When Will I Get My Period After Having a D&C?

Periods Usually Return Quickly After D&C

stirrups in gynecology office with woman in background
Stock4B/Getty Images

Most women will have their menstrual cycles return somewhere between two and six weeks after a D&C or vacuum aspiration. But the exact length of time for return of period after D&C will vary by the person, of course, and possibly by how far along the pregnancy was at the time of the miscarriage (hormone levels return to normal more quickly after an early miscarriage than they do after a later miscarriage).

If it's been more than eight weeks since your D&C and you haven't yet had a period, tell your physician. Most likely, there isn't a serious problem, but a small number of women will develop intrauterine adhesions or scarring following D&C--with the highest risk being in women who have had more than one D&C. Scarring in the uterus, or Asherman's syndrome, can cause future fertility problems if not treated, so your physician may want to rule out the condition to be on the safe side. Don't be afraid to seek a second opinion if you feel you need to.
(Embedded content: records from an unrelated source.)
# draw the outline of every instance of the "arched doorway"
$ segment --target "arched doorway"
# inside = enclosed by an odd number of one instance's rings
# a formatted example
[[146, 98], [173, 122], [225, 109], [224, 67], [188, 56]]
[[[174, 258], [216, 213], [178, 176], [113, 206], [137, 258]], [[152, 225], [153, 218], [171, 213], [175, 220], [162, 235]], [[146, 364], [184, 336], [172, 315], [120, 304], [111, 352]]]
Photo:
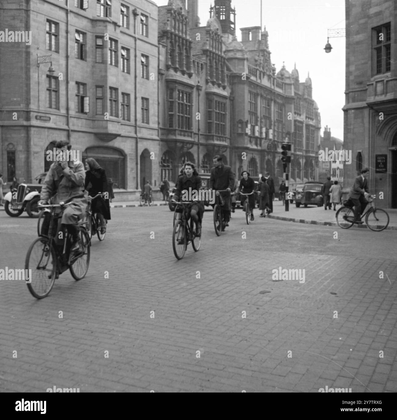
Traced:
[[143, 186], [147, 181], [150, 182], [152, 186], [153, 186], [152, 179], [152, 160], [150, 159], [150, 152], [147, 149], [145, 149], [141, 153], [139, 163], [141, 189], [143, 189]]

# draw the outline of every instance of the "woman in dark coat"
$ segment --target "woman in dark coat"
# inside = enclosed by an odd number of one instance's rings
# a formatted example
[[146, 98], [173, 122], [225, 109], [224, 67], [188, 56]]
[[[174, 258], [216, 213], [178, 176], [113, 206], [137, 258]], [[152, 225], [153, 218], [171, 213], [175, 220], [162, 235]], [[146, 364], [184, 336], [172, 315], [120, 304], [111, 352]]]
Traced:
[[[180, 175], [178, 178], [176, 189], [175, 195], [172, 197], [176, 201], [183, 200], [184, 190], [191, 191], [192, 194], [195, 191], [197, 193], [201, 188], [201, 178], [199, 176], [194, 165], [189, 162], [187, 162], [184, 165], [184, 174]], [[197, 194], [196, 193], [196, 194]], [[184, 200], [184, 201], [189, 201]], [[195, 201], [189, 205], [190, 215], [196, 223], [196, 236], [201, 236], [201, 221], [204, 214], [204, 205], [202, 201]]]
[[260, 184], [260, 201], [259, 203], [259, 210], [262, 210], [262, 213], [259, 215], [259, 217], [266, 217], [265, 210], [267, 211], [268, 214], [271, 213], [269, 208], [270, 189], [266, 182], [266, 179], [263, 176], [262, 177], [262, 181]]
[[106, 226], [104, 219], [110, 220], [110, 206], [108, 189], [108, 180], [105, 169], [101, 168], [95, 159], [89, 158], [86, 159], [85, 181], [84, 186], [87, 189], [89, 184], [89, 194], [93, 197], [99, 192], [108, 192], [108, 197], [105, 200], [101, 197], [97, 197], [92, 203], [93, 213], [97, 213], [101, 222], [101, 233], [106, 232]]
A slow-to-return menstrual period can be frustrating, especially if you're hoping to begin trying again for a new pregnancy, but the good news is that most research has shown that future fertility is roughly the same following all three miscarriage management methods--so once your period does return, chances are that you shouldn't be at any higher risk for future problems.

What's a D&C?

Dilation and curettage or D&C is a procedure performed by an OB-GYN in the operating room, wherein the physician opens the cervix using either medications or instruments to gain access to the uterus. D&C is typically performed to clear the uterus of any retained products of conception, like after a miscarriage, and the physician uses a curette to clear the uterus.
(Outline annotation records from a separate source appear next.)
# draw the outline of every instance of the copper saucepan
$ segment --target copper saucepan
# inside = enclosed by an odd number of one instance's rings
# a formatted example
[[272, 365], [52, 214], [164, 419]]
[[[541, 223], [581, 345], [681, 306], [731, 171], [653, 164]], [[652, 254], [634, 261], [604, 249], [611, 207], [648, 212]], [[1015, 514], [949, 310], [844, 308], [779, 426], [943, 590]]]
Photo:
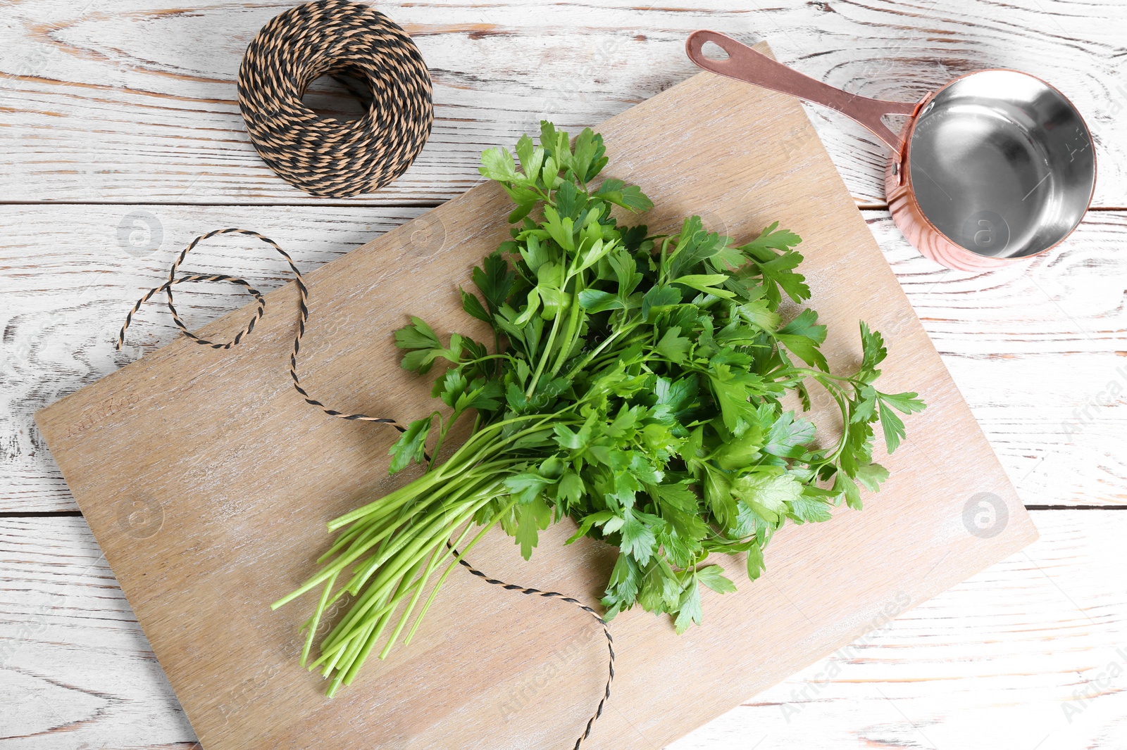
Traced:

The curette can be either a sharpened instrument or use vacuums. D&C can also be performed to treat heavy bleeding.

What Are the Risks of D&C?

When performed by a knowledgeable and experienced clinician, D&C usually poses limited risks to the patient. However, there can be risks associated with D&C including the following:

  • cervical damage
  • perforation of the uterus
  • infection
  • scar tissue

If after a D&C you experience pain, cramping, heavy bleeding that won't stop or foul-smelling discharge, call your OB-GYN immediately. These symptoms could indicate that you are experiencing complication related to D&C, and you need prompt medical attention and treatment.

What Is Asherman's Syndrome?

Sometimes after D&C or other invasive medical procedures or surgeries, adhesions can form. Adhesions are areas of scar tissue where membranes adhere or stick to one another after they've been cut. Asherman's syndrome refers to adhesions in the uterus that can prevent a woman from having a normal period or result in recurrent miscarriage.

The adhesions involved in Asherman's syndrome can also result in pain.

Treatment options exist for Asherman's syndrome. Specifically, adhesions can be removed by means of surgery (lysis). Sometimes these adhesions return, and estrogen can be given to prevent the recurrence of Asherman's syndrome.

Sources:

D&C Procedure After a Miscarriage. American Pregnancy Association. Accessed: Jun 2010.

Patient information: Dilation and curettage (D and C). UpToDate. Accessed: Jun 2010.

Smith, Lindsay FP, Paul D Ewings, Catherine Quinla. "Incidence of pregnancy after expectant, medical, or surgical management of spontaneous first trimester miscarriage: long term follow-up of miscarriage treatment (MIST) randomised controlled trial." BMJ 2009;339:b3827.